From: Stefano Brivio <sbrivio@redhat.com>
To: David Gibson <david@gibson.dropbear.id.au>
Cc: passt-dev@passt.top
Subject: Re: [PATCH v2 02/10] tcp: Clean up tcpi_snd_wnd probing
Date: Tue, 17 Sep 2024 23:54:28 +0200 [thread overview]
Message-ID: <20240917235428.5275c343@elisabeth> (raw)

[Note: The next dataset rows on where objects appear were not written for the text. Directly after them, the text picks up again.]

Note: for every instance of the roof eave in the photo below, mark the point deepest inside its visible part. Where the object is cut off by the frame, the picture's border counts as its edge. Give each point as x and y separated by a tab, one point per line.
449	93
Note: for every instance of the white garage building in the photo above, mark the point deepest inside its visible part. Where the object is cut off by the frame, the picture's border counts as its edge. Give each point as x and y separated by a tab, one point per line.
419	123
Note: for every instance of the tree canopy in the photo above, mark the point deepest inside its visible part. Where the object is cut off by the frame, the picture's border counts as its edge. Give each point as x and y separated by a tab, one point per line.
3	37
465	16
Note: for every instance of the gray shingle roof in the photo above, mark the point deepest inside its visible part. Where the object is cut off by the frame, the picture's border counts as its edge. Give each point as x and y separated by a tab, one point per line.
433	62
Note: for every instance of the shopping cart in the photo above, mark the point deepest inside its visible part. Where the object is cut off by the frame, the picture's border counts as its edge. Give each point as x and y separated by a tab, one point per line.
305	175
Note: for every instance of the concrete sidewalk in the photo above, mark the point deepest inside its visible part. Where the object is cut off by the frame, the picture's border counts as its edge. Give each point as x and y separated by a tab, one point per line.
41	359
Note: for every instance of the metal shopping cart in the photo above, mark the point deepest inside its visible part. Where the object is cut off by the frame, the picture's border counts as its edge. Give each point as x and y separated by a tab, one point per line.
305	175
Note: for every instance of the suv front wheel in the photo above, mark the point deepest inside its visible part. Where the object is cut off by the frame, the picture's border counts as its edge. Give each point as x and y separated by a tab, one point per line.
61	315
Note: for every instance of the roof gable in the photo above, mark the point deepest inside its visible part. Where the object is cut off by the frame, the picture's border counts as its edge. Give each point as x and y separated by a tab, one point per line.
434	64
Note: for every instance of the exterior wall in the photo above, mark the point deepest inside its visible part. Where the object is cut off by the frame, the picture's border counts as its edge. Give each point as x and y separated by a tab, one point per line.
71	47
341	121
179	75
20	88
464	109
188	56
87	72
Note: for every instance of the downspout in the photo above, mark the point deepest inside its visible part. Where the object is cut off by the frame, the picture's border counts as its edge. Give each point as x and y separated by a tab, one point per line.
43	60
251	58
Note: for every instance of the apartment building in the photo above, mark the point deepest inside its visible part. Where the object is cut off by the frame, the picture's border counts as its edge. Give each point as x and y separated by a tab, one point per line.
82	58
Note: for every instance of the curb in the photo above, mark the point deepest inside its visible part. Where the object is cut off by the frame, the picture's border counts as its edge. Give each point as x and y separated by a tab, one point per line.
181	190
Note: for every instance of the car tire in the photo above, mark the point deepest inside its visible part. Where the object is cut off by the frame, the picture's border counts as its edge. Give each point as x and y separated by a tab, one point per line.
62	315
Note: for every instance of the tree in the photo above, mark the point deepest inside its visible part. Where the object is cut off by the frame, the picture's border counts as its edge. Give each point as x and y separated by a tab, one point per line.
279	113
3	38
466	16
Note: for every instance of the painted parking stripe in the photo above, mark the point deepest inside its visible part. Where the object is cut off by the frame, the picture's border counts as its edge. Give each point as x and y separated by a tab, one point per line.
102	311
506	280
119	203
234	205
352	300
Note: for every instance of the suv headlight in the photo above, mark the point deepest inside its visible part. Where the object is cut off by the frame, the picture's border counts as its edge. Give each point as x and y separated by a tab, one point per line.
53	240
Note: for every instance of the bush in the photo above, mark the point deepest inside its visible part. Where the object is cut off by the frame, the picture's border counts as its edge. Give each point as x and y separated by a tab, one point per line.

In-Reply-To: <20240913043214.1753014-3-david@gibson.dropbear.id.au>
On Fri, 13 Sep 2024 14:32:06 +1000
David Gibson <david@gibson.dropbear.id.au> wrote:
> When available, we want to retrieve our socket peer's advertised window and
> forward that to the guest. That information has been available from the
> kernel via the TCP_INFO getsockopt() since kernel commit 8f7baad7f035.
>
> Currently our probing for this is a bit odd. The HAS_SND_WND define
> determines if our headers include the tcp_snd_wnd field, but that doesn't
> necessarily mean the running kernel supports it. Currently we start by
> assuming it's _not_ available, but mark it as available if we ever see
> a non-zero value in the field. This is a bit hit and miss in two ways:
> * Zero is perfectly possible window the peer could report, so we can
> get false negatives
Kind of: one non-zero result was enough to set tcp.kernel_snd_wnd to
one.
The reason why I implemented it that way was to account for possible
kernel backports of that option. On the other hand, any kernel backport
would need to preserve the position of tcpi_snd_wnd, regardless of
whether preceding fields are missing, so checking the size as you're
doing also looks robust, and avoids these two issues altogether.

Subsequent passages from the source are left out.